An einem Tarifvertrag führe kein Weg vorbei, merkt Ellias Can* an, denn nur so wären einheitliche Bedingungen nach Tätigkeit möglich: „Wir verdienen hier alle unterschiedliche Gehälter und es herrscht ein Wirrwarr an verschiedenen Regelungen zu grundlegenden Arbeitsbedingungen wie Wochenarbeitszeit, Jahressonderzahlungen, Urlaubstagen, Überstunden, Zulagen, was die Zufriedenheit mit der Arbeit hier sehr belastet“, beklagt Masseur: „Wir wollen gleiches Gehalt und gleiche Regelungen für gleiche Arbeit!“. Überhaupt verlange man mehr Transparenz bei Unternehmensentscheidungen. Denise Arndt*, erinnert an den unklaren Umgang mit der Infektionslage und an die Meldungen über einen möglichen Verkauf der Klinik. „Es raubt unnütz die Nerven, wenn wir über solche, unsere persönliche Situation betreffende Information aus der Zeitung erfahren und uns die Verantwortlichen tagelang anschweigen“, stellt die Kollegin aus der Patientenaufnehme fest.
Zu Recht hätte man es satt, auf grundlegende Verbesserungen zu warten, äußert Oliver Barth. Es reiche nicht aus, nur beklatscht zu werden. „Nach den vielen Lippenbekenntnissen für Aufwertung des Gesundheitswesens in der Corona-Krise verlangen die Kolleg:innen endlich, dass das nun grundlegend umgesetzt wird,“ erklärt der ver.di-Gewerkschaftssekretär und weist auf die Verantwortung der kommunalen bzw. kommunal orientierten Gesellschafter, was sich gerade in Zeiten der Kommunalwahl äußern müsste.
Die Fachklinik mit ihren knapp 400 Beschäftigten ist einer der größten Arbeitgeber der Region.

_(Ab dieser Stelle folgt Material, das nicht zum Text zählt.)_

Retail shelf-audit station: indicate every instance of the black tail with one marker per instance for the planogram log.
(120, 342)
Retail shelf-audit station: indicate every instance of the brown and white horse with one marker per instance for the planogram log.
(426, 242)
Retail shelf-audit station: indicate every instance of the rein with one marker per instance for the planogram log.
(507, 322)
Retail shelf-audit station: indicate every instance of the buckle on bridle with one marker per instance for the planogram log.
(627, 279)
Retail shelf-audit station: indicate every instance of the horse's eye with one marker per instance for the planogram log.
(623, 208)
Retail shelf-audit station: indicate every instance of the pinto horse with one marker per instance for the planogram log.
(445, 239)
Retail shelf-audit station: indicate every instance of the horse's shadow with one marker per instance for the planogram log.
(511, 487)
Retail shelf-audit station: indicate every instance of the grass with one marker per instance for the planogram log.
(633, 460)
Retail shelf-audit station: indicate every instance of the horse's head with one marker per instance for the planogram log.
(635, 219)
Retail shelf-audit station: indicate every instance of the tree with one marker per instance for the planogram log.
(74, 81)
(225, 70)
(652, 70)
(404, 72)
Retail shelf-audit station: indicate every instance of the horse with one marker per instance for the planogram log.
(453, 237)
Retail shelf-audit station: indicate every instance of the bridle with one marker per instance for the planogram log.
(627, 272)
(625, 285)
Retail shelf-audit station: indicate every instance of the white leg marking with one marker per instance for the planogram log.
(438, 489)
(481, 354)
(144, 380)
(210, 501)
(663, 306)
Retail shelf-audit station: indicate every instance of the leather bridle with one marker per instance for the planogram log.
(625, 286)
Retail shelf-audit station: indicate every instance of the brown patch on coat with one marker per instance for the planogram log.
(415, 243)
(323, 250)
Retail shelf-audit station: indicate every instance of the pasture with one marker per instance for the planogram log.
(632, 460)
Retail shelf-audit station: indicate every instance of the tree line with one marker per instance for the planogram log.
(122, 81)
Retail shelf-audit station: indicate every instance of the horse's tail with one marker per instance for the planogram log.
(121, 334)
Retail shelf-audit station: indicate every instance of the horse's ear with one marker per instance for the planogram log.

Sie gibt Bad Bentheim den Kurortstatus, welche für viele angrenzenden Sektoren wie den Tourismus und den Einzelhandel Standortvorteile erbringt. Ihre Dermatologie, Orthopädie, Kardiologie und Rheumatologie sind bundesweit und in den Niederlanden hochgeschätzt und ihre Schwefelkuren in Norddeutschland nahezu einzigartig.